I’m getting old.
Yesterday, a clap of thunder woke me in the garden. The last thing I’d known was that I’d been reading a book in the shade. Looking up, I could see that there were clouds up there, obscuring part of what was otherwise a bright blue sky.
But they were white clouds, empty of rain. The few rounds of thunder was the only anomaly to that warm afternoon.
Later, I heard that there’d been flooding in Altrincham and Rochdale which is, what, ten minutes away from here? They had been besieged by downpours while we hadn’t had a single raindrop.
This afternoon, however, we got the full works: thunder, lightning and torrential rain.
I do love a good thunderstorm, and consider it a waste if one should occur in daylight hours.
I’d never been afraid of storms, even as a child, though I know many people are. I can recall my brother and I, back in the seventies, going around to my grandparents’ house and asking my Gran if we could play that game again.
“What game?” she asked.
“The one where we all sit beneath the table.”
The previous week there’d been such a storm, and my Gran, susceptible to omens of doom and taking no chances, would hide beneath the dining table until it passed. Taking us with her for company.
I wonder now if she’d ever heard of that old custom of leaving both the front and back door open, so that any lightning or thunderbolt would pass through the house. I think she’d probably have seen that as tantamount to making an invitation.
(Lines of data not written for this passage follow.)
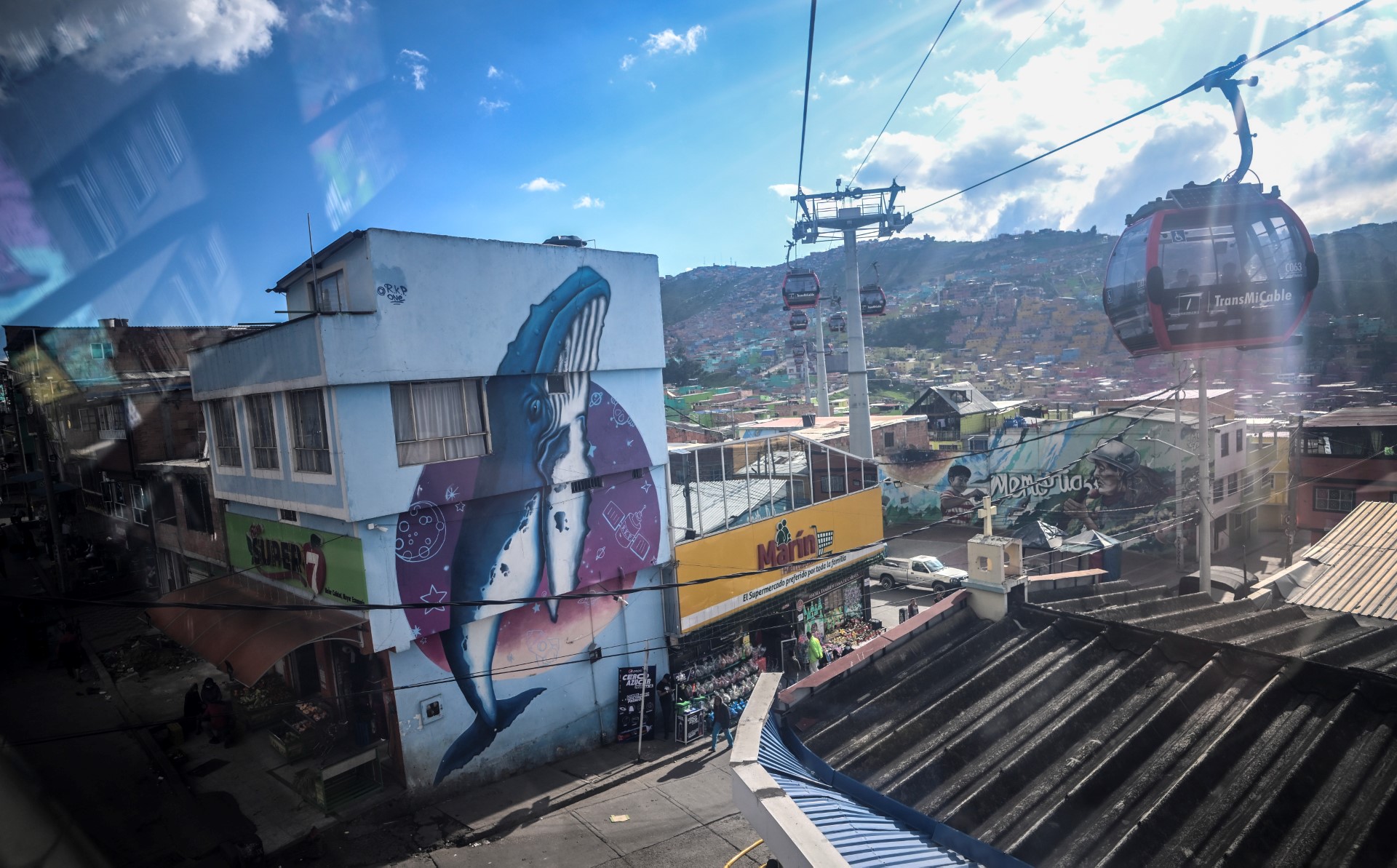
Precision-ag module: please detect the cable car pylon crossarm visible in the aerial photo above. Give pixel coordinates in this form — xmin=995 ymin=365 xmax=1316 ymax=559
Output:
xmin=791 ymin=179 xmax=912 ymax=458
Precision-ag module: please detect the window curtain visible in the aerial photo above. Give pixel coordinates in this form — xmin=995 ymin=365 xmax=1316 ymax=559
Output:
xmin=412 ymin=381 xmax=466 ymax=440
xmin=293 ymin=389 xmax=327 ymax=449
xmin=393 ymin=383 xmax=418 ymax=443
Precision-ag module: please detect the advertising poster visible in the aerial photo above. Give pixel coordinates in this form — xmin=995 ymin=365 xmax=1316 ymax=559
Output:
xmin=616 ymin=666 xmax=656 ymax=742
xmin=223 ymin=513 xmax=369 ymax=602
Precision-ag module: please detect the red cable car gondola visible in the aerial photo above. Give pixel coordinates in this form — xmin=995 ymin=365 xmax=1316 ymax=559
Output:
xmin=859 ymin=263 xmax=887 ymax=316
xmin=1101 ymin=65 xmax=1318 ymax=357
xmin=781 ymin=268 xmax=820 ymax=310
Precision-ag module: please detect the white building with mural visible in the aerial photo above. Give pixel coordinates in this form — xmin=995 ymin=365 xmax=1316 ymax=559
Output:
xmin=165 ymin=229 xmax=671 ymax=791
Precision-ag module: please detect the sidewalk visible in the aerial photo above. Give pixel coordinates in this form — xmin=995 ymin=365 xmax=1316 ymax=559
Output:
xmin=313 ymin=739 xmax=770 ymax=868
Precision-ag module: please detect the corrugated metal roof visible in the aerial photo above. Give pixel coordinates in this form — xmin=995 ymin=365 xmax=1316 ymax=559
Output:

And, even if she did indulge in such a practice, she’d of course have to cover up all mirrors and shiny objects that were known to attract lightning.
If you should be caught outdoors in a storm, it was vital to know your tree lore, such as:
Beware of an oak
It draws the stroke
Avoid an ash
It courts the flash
Creep under the thorn
It can save you from harm
I think we’d be best off staying indoors, though, covered mirrors, open doors or not.
In the current climate, battling this virus as we are, our social distancing measures have worked well in the good weather that we’ve been blessed with. Queuing outside shops, two metres apart, one person in, one person out, no more than two inside at any one time. . . . under regular deluges such as this one, today, I have a feeling that all order would break down, despite our good intentions.
To test this theory, I chanced our attic window a few inches to see what the shops down the hill were like. There wasn’t a single person outside any of the shops, and it looked like there were several people huddled inside the chippy for shelter from the almost horizontal onslaught.
Just as I thought. Never mind Corvid-19, the last thing you’d want to catch these days is a chill.